Department of Ophthalmology, Bascom Palmer Eye Institute, University of Miami Miller School of Medicine, Palm Beach Gardens.
Department of Ophthalmology, University of Florida College of Medicine, Gainesville, FL.
J Glaucoma. 2022 Sep 1;31(9):744-750. doi: 10.1097/IJG.0000000000002056. Epub 2022 Jun 2.
Bleb-related endophthalmitis (BRE) is a serious complication of glaucoma filtration surgery. The current study reports similar visual and intraocular pressure (IOP) outcomes in eyes treated with pars plana vitrectomy (PPV) compared with vitreous biopsy and injection of intravitreal antibiotics (TI).
The purpose of this study was to investigate the isolated organisms, visual acuity (VA), and IOP outcomes associated with delayed-onset BRE in eyes treated with PPV versus TI.
A retrospective chart review was conducted at the Bascom Palmer Eye Institute (Miami, Florida) and the University of Florida (Gainesville, FL) identifying patients treated for BRE with at least 1 month of follow-up from the inception of an electronic health record (2014 and 2011, respectively) through 2021. All patients had undergone bleb-forming glaucoma surgery at least 1 month before endophthalmitis diagnosis.
Thirty-nine eyes from 39 patients (33 from Bascom Palmer, 6 from University of Florida) were included. Trabeculectomy was performed in 34 of 39 eyes (87.2%). Streptococcus species (9 eyes, 23.1%) and Staphylococcus species (8 eyes, 20.5%) were the most common isolated organisms and were similar in both treatment groups ( P =0.49). Baseline VA was worse in the PPV group (logarithm of the minimum angle of resolution: 2.51 vs. 2.16, P =0.04), but VA at last follow-up was similar ( P =0.48) in both groups. After recovery from BRE, the average IOP in the PPV group was 15.1 mm Hg on 0.9 IOP-lowering medications compared with 12.6 mm Hg on 1.2 medications in the TI group (IOP: P =0.56; medications: P =0.80). Additional glaucoma surgery was performed in 44.4% of the PPV eyes and 16.7% of the TI eyes ( P =0.09).

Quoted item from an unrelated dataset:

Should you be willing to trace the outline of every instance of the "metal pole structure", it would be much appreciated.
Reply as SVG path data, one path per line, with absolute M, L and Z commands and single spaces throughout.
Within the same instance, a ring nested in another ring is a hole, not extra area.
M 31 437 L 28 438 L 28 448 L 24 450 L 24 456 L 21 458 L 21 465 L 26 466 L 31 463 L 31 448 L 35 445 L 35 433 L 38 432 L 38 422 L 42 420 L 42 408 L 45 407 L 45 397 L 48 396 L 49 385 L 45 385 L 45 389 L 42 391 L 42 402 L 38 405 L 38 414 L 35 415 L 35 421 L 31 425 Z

In eyes with delayed-onset BRE, isolated organisms, visual outcomes, and IOP control were similar after initial PPV compared with TI.
青光眼滤过性手术相关眼内炎(BRE)是一种严重的并发症。本研究报告称,与玻璃体活检和玻璃体内注射抗生素(TI)相比,接受玻璃体切除术(PPV)治疗的眼睛具有相似的视力和眼内压(IOP)结果。
本研究旨在研究与接受 PPV 治疗的眼睛中迟发性 BRE 相关的分离病原体、视力(VA)和 IOP 结果与接受 TI 治疗的眼睛相比。
在迈阿密的 Bascom Palmer 眼科研究所(佛罗里达州迈阿密)和佛罗里达州盖恩斯维尔的佛罗里达大学(佛罗里达州盖恩斯维尔)进行了回顾性图表审查,确定了至少在电子病历开始后 1 个月(分别为 2014 年和 2011 年)至 2021 年接受 BRE 治疗且随访时间至少 1 个月的患者。所有患者在诊断眼内炎前至少 1 个月接受了致滤过泡性青光眼手术。
纳入了 39 名患者(33 名来自 Bascom Palmer,6 名来自佛罗里达大学)的 39 只眼。39 只眼中有 34 只(87.2%)行小梁切除术。最常见的分离病原体为链球菌属(9 只眼,23.1%)和葡萄球菌属(8 只眼,20.5%),且在两组中的比例相似(P=0.49)。PPV 组的基线 VA 较差(最小分辨角对数:2.51 与 2.16,P=0.04),但两组的最后随访时 VA 相似(P=0.48)。在 BRE 恢复后,PPV 组的平均 IOP 为 15.1mmHg,使用 0.9 种降眼压药物,而 TI 组为 12.6mmHg,使用 1.2 种药物(IOP:P=0.56;药物:P=0.80)。PPV 眼中有 44.4%和 TI 眼中有 16.7%需要进行额外的青光眼手术(P=0.09)。
在迟发性 BRE 眼中,与 TI 相比,初始接受 PPV 治疗后,分离病原体、视力结果和 IOP 控制情况相似。